Former Gales Ferry Methodist Church (1857)

Former Gales Ferry Methodist Church

The building at 6 Hurlbutt Road in the Gales Ferry section of Ledyard was erected in 1857 as the Gales Ferry Methodist Church. The church was established in 1803 and their first church building was a structure that had been moved to the site in 1815. This was replaced by the 1857 church, to which an addition was built on the rear in 1954 that doubled the size of the building. The church moved to a new building in the mid-1960s and in 1969 the old church was purchased by Church & Allen Funeral Service. After being on the market for several years the building was converted to retail use in 2011. Next door is the former church parsonage built in 1928.

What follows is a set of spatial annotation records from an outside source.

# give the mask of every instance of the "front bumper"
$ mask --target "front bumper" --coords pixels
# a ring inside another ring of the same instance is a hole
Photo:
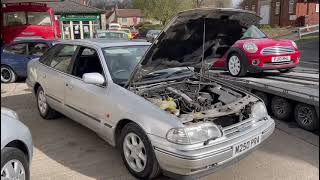
[[[259,126],[239,133],[241,134],[239,136],[228,137],[222,142],[209,144],[208,147],[203,145],[202,148],[189,150],[173,150],[172,146],[170,147],[168,144],[161,145],[157,141],[159,137],[151,137],[151,141],[160,167],[164,172],[167,172],[165,174],[175,178],[178,176],[178,179],[182,177],[189,179],[212,173],[245,157],[253,149],[244,154],[233,156],[233,145],[260,134],[261,142],[263,142],[272,134],[274,128],[274,120],[268,117]]]

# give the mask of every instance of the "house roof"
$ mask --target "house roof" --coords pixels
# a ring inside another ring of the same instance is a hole
[[[63,2],[49,2],[47,3],[51,7],[55,14],[93,14],[93,13],[104,13],[102,9],[98,9],[91,6],[86,6],[72,0],[65,0]]]
[[[140,9],[116,9],[117,17],[142,17]]]

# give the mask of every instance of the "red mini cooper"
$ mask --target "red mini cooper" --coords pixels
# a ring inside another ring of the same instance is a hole
[[[294,41],[270,39],[256,26],[250,26],[213,68],[227,69],[232,76],[274,69],[289,72],[299,64],[299,59]]]

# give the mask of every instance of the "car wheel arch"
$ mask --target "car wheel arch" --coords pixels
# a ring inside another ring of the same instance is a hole
[[[30,152],[28,146],[21,140],[13,140],[9,142],[5,147],[13,147],[21,150],[27,157],[27,160],[30,161]]]
[[[116,127],[115,127],[115,131],[114,131],[114,142],[115,142],[115,145],[116,147],[118,148],[119,147],[119,137],[121,135],[121,131],[122,129],[129,123],[134,123],[136,125],[138,125],[141,129],[144,129],[143,126],[141,126],[138,122],[135,122],[133,120],[130,120],[130,119],[121,119]],[[148,134],[146,131],[144,131],[145,134]]]

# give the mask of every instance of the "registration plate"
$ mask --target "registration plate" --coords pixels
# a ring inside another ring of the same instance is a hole
[[[233,146],[233,156],[245,153],[246,151],[254,148],[261,142],[261,135],[250,138],[246,141],[243,141],[239,144]]]
[[[272,62],[286,62],[290,61],[290,56],[278,56],[278,57],[272,57]]]

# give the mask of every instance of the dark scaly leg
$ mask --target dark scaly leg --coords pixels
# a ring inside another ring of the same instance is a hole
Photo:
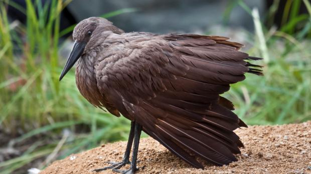
[[[134,132],[135,130],[135,121],[132,121],[130,125],[130,130],[128,136],[128,140],[127,140],[127,144],[126,145],[126,150],[123,157],[123,160],[121,162],[107,162],[107,163],[111,164],[111,166],[100,168],[97,168],[93,170],[93,172],[101,172],[109,168],[118,169],[121,168],[122,166],[129,162],[129,154],[130,150],[132,148],[132,144],[133,144],[133,140],[134,138]]]
[[[125,170],[120,170],[113,169],[112,171],[121,172],[125,174],[132,174],[138,169],[137,168],[137,154],[138,152],[138,146],[139,144],[139,139],[142,127],[138,123],[135,124],[135,130],[134,131],[134,145],[133,146],[133,152],[132,154],[132,162],[131,163],[130,168]]]

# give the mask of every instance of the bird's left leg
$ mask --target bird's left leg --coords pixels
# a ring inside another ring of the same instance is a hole
[[[123,160],[121,162],[107,162],[107,163],[111,164],[111,165],[100,168],[97,168],[93,170],[93,172],[101,172],[110,168],[118,169],[122,166],[125,166],[129,162],[129,154],[130,150],[132,148],[132,144],[133,144],[133,140],[134,139],[134,132],[135,127],[135,121],[132,121],[130,124],[130,130],[129,130],[129,134],[128,135],[128,140],[127,140],[127,144],[126,145],[126,150],[123,157]]]
[[[135,122],[135,130],[134,130],[134,144],[133,144],[132,162],[131,162],[130,168],[125,170],[113,169],[112,171],[125,174],[132,174],[138,170],[137,168],[137,154],[138,152],[138,146],[142,130],[142,126]]]

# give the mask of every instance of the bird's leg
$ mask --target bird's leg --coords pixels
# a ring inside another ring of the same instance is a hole
[[[142,127],[138,123],[135,124],[135,130],[134,131],[134,145],[133,147],[133,152],[132,154],[132,162],[131,163],[130,168],[125,170],[120,170],[113,169],[112,171],[121,172],[122,174],[134,174],[138,169],[137,168],[137,154],[138,152],[138,146],[139,144],[139,139]]]
[[[129,154],[130,150],[132,148],[132,144],[133,144],[133,140],[134,138],[134,132],[135,129],[135,121],[132,121],[130,124],[130,130],[129,130],[129,134],[128,135],[128,140],[127,140],[127,144],[126,145],[126,150],[123,157],[123,160],[121,162],[107,162],[111,164],[111,165],[100,168],[97,168],[93,170],[93,172],[101,172],[109,168],[118,169],[121,168],[122,166],[129,164]]]

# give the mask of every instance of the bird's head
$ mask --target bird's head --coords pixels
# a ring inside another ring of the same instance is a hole
[[[59,78],[60,81],[85,50],[92,50],[100,44],[111,33],[121,34],[123,32],[102,18],[91,17],[79,22],[73,30],[73,48]]]

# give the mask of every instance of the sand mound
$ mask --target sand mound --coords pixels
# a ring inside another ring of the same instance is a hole
[[[151,138],[140,140],[139,174],[311,174],[311,122],[274,126],[252,126],[236,130],[245,148],[239,160],[228,166],[206,164],[196,169]],[[95,174],[105,162],[120,161],[126,142],[103,144],[54,162],[40,174]],[[126,166],[126,167],[128,167]],[[98,174],[112,174],[111,170]]]

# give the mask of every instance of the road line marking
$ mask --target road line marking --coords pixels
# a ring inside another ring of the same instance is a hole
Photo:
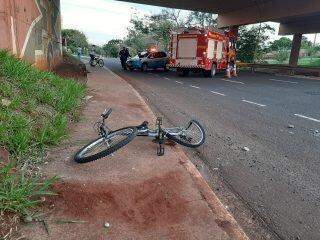
[[[233,82],[233,83],[238,83],[238,84],[245,84],[243,82],[239,82],[239,81],[232,81],[232,80],[228,80],[228,79],[221,79],[222,81],[226,81],[226,82]]]
[[[215,92],[215,91],[210,91],[210,92],[213,93],[213,94],[220,95],[220,96],[225,96],[225,94],[223,94],[223,93],[219,93],[219,92]]]
[[[273,79],[273,78],[270,78],[269,80],[270,81],[274,81],[274,82],[284,82],[284,83],[298,84],[298,82],[285,81],[285,80],[279,80],[279,79]]]
[[[193,88],[196,88],[196,89],[200,89],[199,87],[194,86],[194,85],[190,85],[190,87],[193,87]]]
[[[260,107],[266,107],[267,105],[264,105],[264,104],[260,104],[260,103],[255,103],[255,102],[251,102],[251,101],[248,101],[248,100],[242,100],[242,102],[246,102],[246,103],[251,103],[251,104],[254,104],[254,105],[257,105],[257,106],[260,106]]]
[[[312,118],[312,117],[307,117],[307,116],[304,116],[304,115],[301,115],[301,114],[294,114],[295,116],[297,117],[301,117],[301,118],[305,118],[305,119],[308,119],[308,120],[311,120],[311,121],[314,121],[314,122],[319,122],[320,123],[320,120],[318,119],[315,119],[315,118]]]

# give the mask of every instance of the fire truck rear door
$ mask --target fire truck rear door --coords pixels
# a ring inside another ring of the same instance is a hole
[[[197,43],[197,38],[180,38],[178,42],[178,58],[196,59]]]

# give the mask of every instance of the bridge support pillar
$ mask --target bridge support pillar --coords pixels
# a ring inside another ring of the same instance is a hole
[[[293,35],[289,65],[290,67],[296,67],[298,65],[299,52],[301,48],[302,33],[296,33]]]

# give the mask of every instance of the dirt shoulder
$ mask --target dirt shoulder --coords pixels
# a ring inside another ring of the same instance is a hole
[[[112,156],[74,163],[73,153],[96,137],[106,107],[109,125],[138,125],[155,116],[140,95],[109,70],[90,69],[87,105],[71,137],[48,154],[42,171],[58,175],[58,195],[47,200],[45,224],[26,224],[27,239],[247,239],[178,146],[156,155],[136,138]]]

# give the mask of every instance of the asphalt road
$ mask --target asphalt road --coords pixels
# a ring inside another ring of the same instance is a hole
[[[320,239],[320,80],[245,72],[183,78],[122,71],[112,59],[106,66],[172,123],[203,123],[201,158],[273,237]]]

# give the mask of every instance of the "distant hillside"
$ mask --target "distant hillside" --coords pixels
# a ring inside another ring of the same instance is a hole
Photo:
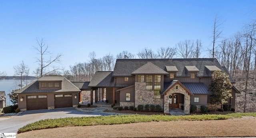
[[[22,79],[25,80],[26,76],[22,76]],[[28,76],[28,80],[35,80],[36,79],[36,77],[34,76]],[[19,80],[20,79],[20,76],[0,76],[0,79],[16,79]]]

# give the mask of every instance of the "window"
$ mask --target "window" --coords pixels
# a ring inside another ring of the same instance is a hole
[[[54,83],[54,87],[60,87],[60,83]]]
[[[139,75],[138,77],[138,82],[139,83],[144,83],[144,75]]]
[[[161,75],[156,75],[154,76],[154,98],[160,98],[161,91]]]
[[[47,87],[47,83],[41,83],[41,87]]]
[[[195,97],[195,98],[194,98],[194,103],[199,103],[199,97]]]
[[[53,83],[48,83],[48,87],[53,87]]]
[[[153,75],[147,75],[146,76],[146,90],[148,91],[153,89]]]
[[[130,101],[130,93],[126,93],[126,101]]]
[[[174,79],[174,73],[170,73],[170,78]]]
[[[190,73],[190,79],[195,79],[196,78],[196,74],[194,73]]]
[[[47,95],[38,95],[38,98],[47,98]]]

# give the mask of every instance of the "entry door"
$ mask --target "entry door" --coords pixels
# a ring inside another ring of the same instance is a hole
[[[179,108],[179,95],[173,93],[169,95],[169,108]]]

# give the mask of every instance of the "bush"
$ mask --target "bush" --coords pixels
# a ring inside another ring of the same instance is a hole
[[[224,110],[222,108],[218,108],[218,111],[219,112],[224,112]]]
[[[145,110],[146,112],[148,112],[149,111],[149,104],[146,104],[145,105]]]
[[[121,111],[122,110],[123,110],[123,106],[119,106],[118,107],[118,109],[119,110]]]
[[[190,106],[190,112],[194,112],[196,110],[196,106],[194,105],[191,105]]]
[[[157,111],[160,112],[162,110],[162,108],[161,108],[160,105],[156,105],[156,109]]]
[[[124,110],[127,110],[129,107],[128,106],[124,106]]]
[[[4,107],[3,112],[5,114],[10,113],[12,112],[12,107],[10,106]]]
[[[134,107],[133,107],[133,106],[130,106],[129,108],[130,108],[130,110],[133,110],[133,108],[134,108]]]
[[[201,112],[202,112],[203,114],[206,114],[208,112],[208,107],[207,106],[202,105],[201,106],[200,109],[201,110]]]
[[[133,111],[137,111],[137,108],[134,107],[134,108],[133,108]]]
[[[19,108],[17,108],[16,109],[16,110],[15,110],[15,112],[17,113],[19,112],[20,112],[20,109],[19,109]]]
[[[150,105],[150,111],[151,112],[154,112],[156,109],[156,106],[154,105]]]
[[[141,112],[143,110],[143,105],[140,104],[138,106],[138,110]]]

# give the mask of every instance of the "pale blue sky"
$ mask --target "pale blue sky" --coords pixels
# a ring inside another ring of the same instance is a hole
[[[256,19],[256,10],[255,0],[1,0],[0,71],[12,75],[23,60],[33,75],[38,37],[63,55],[66,69],[88,61],[93,51],[96,58],[124,50],[136,55],[197,39],[206,50],[216,14],[227,38]]]

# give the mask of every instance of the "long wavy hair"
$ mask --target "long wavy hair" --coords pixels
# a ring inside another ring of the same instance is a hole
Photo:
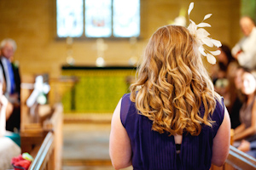
[[[216,99],[212,82],[198,51],[198,42],[183,26],[159,28],[146,46],[131,100],[152,129],[170,135],[196,136],[201,125],[212,127]],[[204,115],[200,113],[201,105]]]

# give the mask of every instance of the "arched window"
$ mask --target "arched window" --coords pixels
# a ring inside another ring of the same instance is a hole
[[[59,37],[140,35],[140,0],[56,0]]]

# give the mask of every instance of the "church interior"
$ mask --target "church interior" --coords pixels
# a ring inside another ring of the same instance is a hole
[[[84,9],[86,1],[73,3],[82,2]],[[19,133],[20,154],[27,152],[33,157],[28,169],[113,169],[108,144],[115,106],[129,93],[151,35],[180,16],[185,17],[187,26],[191,2],[138,0],[139,34],[125,37],[116,37],[113,33],[107,37],[90,37],[84,31],[77,37],[60,36],[58,4],[63,2],[0,1],[0,41],[11,38],[17,46],[12,62],[19,67],[20,76],[20,127],[15,132]],[[189,18],[200,23],[207,14],[212,14],[206,21],[212,27],[207,30],[211,37],[230,49],[243,37],[241,17],[256,19],[254,0],[194,3]],[[204,63],[211,76],[214,68]],[[1,139],[0,133],[0,143]],[[2,148],[0,155],[4,155]],[[228,159],[223,167],[212,166],[211,169],[241,169],[239,166],[256,169],[256,160],[236,148],[230,148]],[[236,162],[240,164],[235,165]],[[2,163],[4,167],[0,161]]]

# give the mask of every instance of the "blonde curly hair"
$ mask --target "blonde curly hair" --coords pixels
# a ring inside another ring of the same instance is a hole
[[[199,135],[201,125],[212,127],[216,99],[212,82],[198,51],[198,42],[183,26],[165,26],[150,37],[131,100],[152,129],[170,135]],[[200,114],[203,104],[204,116]]]

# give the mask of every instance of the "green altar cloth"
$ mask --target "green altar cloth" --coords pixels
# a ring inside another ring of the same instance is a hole
[[[119,100],[129,93],[136,68],[129,66],[62,66],[62,76],[79,81],[62,98],[64,113],[113,113]]]

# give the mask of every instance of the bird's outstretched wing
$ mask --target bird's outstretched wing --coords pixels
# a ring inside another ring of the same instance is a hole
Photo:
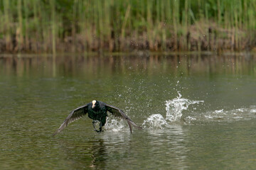
[[[60,132],[65,128],[66,128],[70,123],[77,120],[82,118],[82,115],[86,115],[88,110],[88,104],[77,108],[72,110],[67,118],[64,120],[63,123],[61,124],[60,128],[53,134],[53,136]]]
[[[127,115],[124,114],[124,113],[119,109],[119,108],[117,108],[115,106],[111,106],[111,105],[108,105],[106,104],[106,108],[107,110],[110,112],[111,113],[112,113],[114,116],[116,117],[119,117],[121,118],[123,118],[124,120],[126,120],[128,123],[131,133],[132,133],[132,125],[134,125],[135,128],[138,128],[138,129],[142,129],[142,127],[138,126],[137,125],[135,124],[135,123],[134,123]]]

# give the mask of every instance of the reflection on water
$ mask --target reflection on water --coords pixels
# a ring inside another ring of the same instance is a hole
[[[1,169],[253,169],[253,55],[1,56]],[[93,99],[144,130],[87,116],[52,137]]]

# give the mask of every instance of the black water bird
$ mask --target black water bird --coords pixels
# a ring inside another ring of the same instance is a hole
[[[132,133],[132,125],[137,128],[142,129],[142,127],[137,125],[124,113],[119,108],[106,104],[102,101],[92,101],[92,102],[75,108],[72,110],[70,115],[64,120],[63,123],[60,126],[57,131],[53,134],[60,132],[65,128],[66,128],[68,124],[70,123],[80,119],[82,116],[85,115],[86,113],[88,113],[88,117],[93,120],[92,125],[95,128],[95,130],[97,132],[101,132],[102,131],[102,127],[106,123],[106,118],[107,116],[107,112],[109,111],[116,117],[119,117],[126,120],[128,123],[131,133]],[[95,123],[100,122],[100,129],[99,130],[96,130]]]

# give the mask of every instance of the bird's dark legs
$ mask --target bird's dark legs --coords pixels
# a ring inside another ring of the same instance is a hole
[[[93,128],[95,128],[95,130],[97,132],[103,132],[102,130],[102,124],[101,122],[100,122],[100,128],[99,128],[99,130],[97,130],[95,128],[95,123],[97,122],[97,120],[93,120],[92,121],[92,125],[93,125]]]

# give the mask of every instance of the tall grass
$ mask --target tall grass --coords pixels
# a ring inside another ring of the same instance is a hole
[[[0,50],[242,50],[256,43],[255,8],[256,0],[2,0]]]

Phelps-Bingham House (1740)

Phelps-Bingham House

Aaron Phelps was a successful farmer in Andover who built one of the first mills on Staddle Brook and also donated land in 1747 for the future town‘s first Congregational meetinghouse. He also donated land for a road to neighboring Hebron. In 1740 Phelps erected a house at what is now 40 Hebron Road. His house and barn were often used for worship services and Society meetings before the meetinghouse was built. Phelps’ house has a one-room deep main block with a rear ell and a later Greek Revival doorway. After Phelps died in 1750, 112 acres of his property on both sides of Hebron Road, including the house, were acquired by the Bingham family.

Richard Gay House (1855)

22 Main St., Farmington

Some would date the house at 22 Main Street in Farmington to c. 1855 based on stylistic considerations (it combines Greek Revival and Italianate characteristics). The house, however, does not appear on an 1869 map of Farmington, so it has also been dated to c. 1870. It was built by William Gay, who operated a store in Farmington. In 1875 William Gay sold the property to his son Richard H. Gay. According to American Biography: A New Cyclopedia, Volume 12 (1922):

Richard Holmes Gay, the oldest son of William Gay, was born April 7, 1832, and died March 30, 1903. He married, September 25, 1856, Gertrude Rivington Palmer, who was born in Whitehall, New York, September 25, 1835, daughter of Hunloke and Mary (Rivington) Palmer. Their children were: Mary Rivington, Margaret Palmer, Anna Rivington, and Gertrude Holmes.

After Richard Gay’s widow Gertrude died in 1924 the house passed to their daughter Gertrude Gay Kimball. It has had numerous owners since then.